Jurassic Park – I was a nerdy seventh-grader when my family went to see the movie version in London. London, you say? Yes, London. My dad’s job nearly moved our family there, and we were in the UK house hunting (we ended up staying in Atlanta, which is cool, because I started competitive figure skating). While I was petrified during most of the movie (I have never been good with the idea of gore, my empathy for characters sometimes getting the better of me), I LOVED it, and when it came out on video–remember video?–I watched it until it ran scratchy. Oh right…and I read the book, you know, a million times–noting it was even better:)
Congo – Okay, its not that the lead actor was totally dreamy or Amy the gorilla was astonishing. It was the crazy suspense I discovered in the second Crichton book I read. He had me on the edge of my seat again…and again and again! I realized it wasn’t just the magic of Jurassic Park. This was my first introduction to an author’s style. Crichton combined science and thrilling plots that made me happy in my nerdy ways, and also craving so much more.

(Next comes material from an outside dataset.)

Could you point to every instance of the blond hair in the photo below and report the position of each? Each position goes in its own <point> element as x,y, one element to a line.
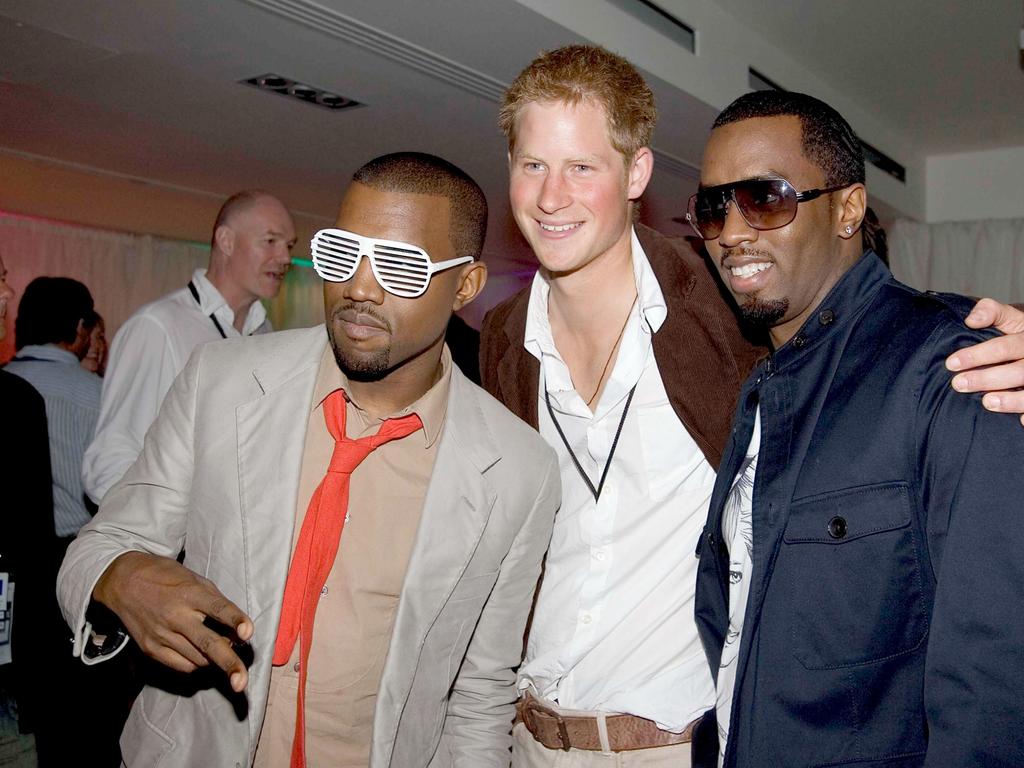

Sphere – The movie version almost ruined this one for me. Also, I had to hide the book so my mom wouldn’t pick it up and realize the “F” word had been used liberally. I felt so dangerous for reading such a novel in a rather conservative home. There’s so much mystery in this novel! Who is talking to them? What is going on? Is anyone at all going to make it out of this underwater tomb? My fear of being trapped under the surface of the water and caustrophia only added to the thrill of this novel. The worn version I inhaled still sits on my shelf (I’ve bought shinier, newer copies of most of the others, because most were from the library).
Timeline – Another MC novel where the movie tried to ruin the shockingly good plot and characters Crichton put together . (However, I miss you, Paul Walker – another person leaving us far too early.) Not only did Crichton take on quantum physics (I don’t know if he did it well; I make no claim to understanding physics), but he took on history in the form of time travel. It was like he opened a fan letter from my mind that read, “Dear Michael. You Rock. Science is awesome. But could you dabble in time travel?” With that mix, and hints of Wells’ Time Machine, this novel easily made me remember why Crichton’s work would always be a favorite of mine.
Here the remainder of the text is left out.